Giving up a child for adoption is never an easy decision. Before reaching such an important decision it is important to think about what this will mean for you and your child, now and in the future. Not least because following adoption, your parental rights would transfer in full to the adoptive parents, and you would not be able to make decisions about your child, including whether or not you can see them. Placing a child for adoption is a very big step, and unless the person who they are placed with is a very close relative (such as a brother, sister or parent), you must involve Surrey Children's Services.

Getting support if you are thinking about placing your child for adoption

Your GP or midwife can refer you to Surrey Children's Services for help and advice, or you can contact Surrey's adoption team directly if you think that adoption might be the right thing for your child.

  1. Surrey Children's Services will contact you to offer support and advice.
  2. If you would like us to arrange temporary care for your child pending adoption, we will arrange a foster placement for your child, and you will be able to see your child by arrangement.
  3. Until your baby is six weeks old you cannot formally give permission for adoption. After that an officer appointed by the court will meet you to check you understand the full implications of adoption.
  4. While you make the decision about adoption we will ask you to share information about yourself for your child to have in the future. You can also tell us what things are important to your child and we will use this in helping chose the right adoptive parents for them.

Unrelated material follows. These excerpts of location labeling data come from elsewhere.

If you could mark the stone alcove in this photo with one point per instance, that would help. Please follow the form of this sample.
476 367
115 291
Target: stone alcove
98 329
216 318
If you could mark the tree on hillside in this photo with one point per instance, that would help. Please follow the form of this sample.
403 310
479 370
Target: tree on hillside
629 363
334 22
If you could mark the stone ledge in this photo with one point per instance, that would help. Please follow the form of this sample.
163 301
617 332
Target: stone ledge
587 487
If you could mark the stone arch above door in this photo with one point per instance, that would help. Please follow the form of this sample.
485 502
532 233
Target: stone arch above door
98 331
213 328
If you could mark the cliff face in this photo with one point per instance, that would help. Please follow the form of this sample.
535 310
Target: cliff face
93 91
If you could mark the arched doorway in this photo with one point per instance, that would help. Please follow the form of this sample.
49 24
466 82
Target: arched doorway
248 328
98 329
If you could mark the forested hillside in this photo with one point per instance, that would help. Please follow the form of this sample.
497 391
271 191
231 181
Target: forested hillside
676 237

Children's Services have told you that they think your child should be adopted and you don't agree

Sometimes Children's Services have concerns about a child, and have reached a conclusion that the child should be adopted. This only happens after strenuous efforts are made to support the parents and to consider whether there is a friends and family carer from the child's network who might offer care. Only after all options have been considered can Children's Services recommend to the court that a child is adopted against their parent's wishes, and the decision whether or not to go ahead with adoption rests with the court.

If you are worried that Children's Services are recommending adoption for your child, and that you need advice, you would be entitled to legal representation within the court process. We can also arrange for you to discuss the implications of adoption with a birth relative worker – a specialist social worker who does not have a role in making any recommendations to the court. This specialist can talk to you about:

  • The adoption process
  • How contact works, post-adoption
  • Your hopes for your child
  • The type of family you would wish for them, if they cannot live with you
  • Accessing counselling

The Family Rights Group can provide you with information as well.